Bacteria that normally thrive on healthy skin may not only keep “bad” bacteria at bay — they may also help prevent skin cancer, researchers reported Wednesday.
They found Staphylococcus epidermidis bacteria, a strain that lives harmlessly on human skin, produces a substance that stops tumors from growing.
Tests on mice showed that the molecule produced by the bacteria interferes with tumors but not normal skin cells.
"This unique strain of skin bacteria produces a chemical that kills several types of cancer cells but does not appear to be toxic to normal cells,” said Dr. Richard Gallo, who chairs the Department of Dermatology at the University of California San Diego School of Medicine.
"We showed activity against melanoma, squamous cell carcinoma and ultraviolet-induced precancerous lesions."
The team was simply looking for evidence that Staph epidermidis can kill off pathogenic bacteria, like group A strep.
They were working to expand proof that “good” bacteria can keep bad bacteria at bay. It’s long been known that the human microbiome, the collection of microbes that live in and on our bodies, are important for keeping us healthy.
They help digest food, affect appetite, influence disease and may even control mood.
It’s also clear that having healthy populations of “good” bacteria can out-compete pathogens that cause disease. That’s why fecal transplants are being used to treat patients with Clostridium difficile infections, which can cause fatal chronic diarrhea.
They were testing various strains of Staphylococcus from human skin, and found one that killed group A strep, which cause a range of pesky infections from strep throat to cellulitis. They can take on a flesh-eating form, causing necrotizing fasciitis, also.
Whatever it was that the staph bacteria made, it was not a protein — the usual product that cells make and secrete, they reported in the journal Science Advances.
Instead, it was a molecule called 6-N-hydroxyaminopurine (6-HAP for short). It interferes with DNA polymerase activity and slowed the proliferation of tumor cells.
Maybe it stops skin cancer, they asked. So they tested mice, using a standard experiment to induce skin cancer in the animals.
Some mice had normal, run-of-the-mill S. epidermidis on their skin, while others were coated with S. epidermidis that produced 6-HAP.
Those coated with 6-HAP producing staph had many fewer tumors, Gallo’s team found.
It’s not a big surprise.
“Previous observations have reported that dysbiosis (a state of altered microbiome) may promote cancer. For example, observations associating bacteria in the gut with an increase in carcinogenesis suggested that this effect was dependent on inflammation,” they wrote.
The next step is to see if it might protect people against skin cancer.
“Further study is needed to examine whether a loss of S. epidermidis strains producing 6-HAP increases a risk of skin cancer in humans or could be used as a preventative treatment,” they wrote.

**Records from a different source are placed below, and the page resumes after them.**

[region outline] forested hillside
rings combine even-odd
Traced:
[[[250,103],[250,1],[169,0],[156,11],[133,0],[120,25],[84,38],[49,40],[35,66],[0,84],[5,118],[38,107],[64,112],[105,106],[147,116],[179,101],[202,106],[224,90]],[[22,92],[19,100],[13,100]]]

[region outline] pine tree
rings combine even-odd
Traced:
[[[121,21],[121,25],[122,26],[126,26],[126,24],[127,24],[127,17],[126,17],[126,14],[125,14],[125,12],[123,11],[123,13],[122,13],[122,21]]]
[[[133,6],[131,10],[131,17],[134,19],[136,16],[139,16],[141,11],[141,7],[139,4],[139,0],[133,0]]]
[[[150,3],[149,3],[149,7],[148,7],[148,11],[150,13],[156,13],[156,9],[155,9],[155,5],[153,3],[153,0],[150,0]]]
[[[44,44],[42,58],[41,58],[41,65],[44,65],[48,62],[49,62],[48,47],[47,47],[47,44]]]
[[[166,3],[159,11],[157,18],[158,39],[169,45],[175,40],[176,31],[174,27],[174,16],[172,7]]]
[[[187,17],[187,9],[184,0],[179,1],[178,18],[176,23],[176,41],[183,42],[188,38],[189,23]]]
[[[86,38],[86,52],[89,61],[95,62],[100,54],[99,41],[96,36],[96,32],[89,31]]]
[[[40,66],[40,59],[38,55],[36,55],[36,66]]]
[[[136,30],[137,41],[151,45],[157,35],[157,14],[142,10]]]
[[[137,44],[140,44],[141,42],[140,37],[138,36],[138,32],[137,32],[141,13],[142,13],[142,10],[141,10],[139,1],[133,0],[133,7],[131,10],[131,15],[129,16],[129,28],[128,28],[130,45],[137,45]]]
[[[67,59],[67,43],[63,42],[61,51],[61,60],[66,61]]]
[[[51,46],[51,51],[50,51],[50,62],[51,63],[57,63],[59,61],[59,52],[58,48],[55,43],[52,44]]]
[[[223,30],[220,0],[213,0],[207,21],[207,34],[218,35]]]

Gallo helped found a company called MatriSys Bioscience that is trying to develop bacteria as medical treatments for skin conditions.
Other teams have been working to develop bacteria into treatments for eczema and other skin conditions.
Gallo's team has been trying a lotion using two benign staph bacteria — Staphylococcus hominis and Staphylococcus epidermidis — to fight the effects of the harmful Staphylococcus aureus.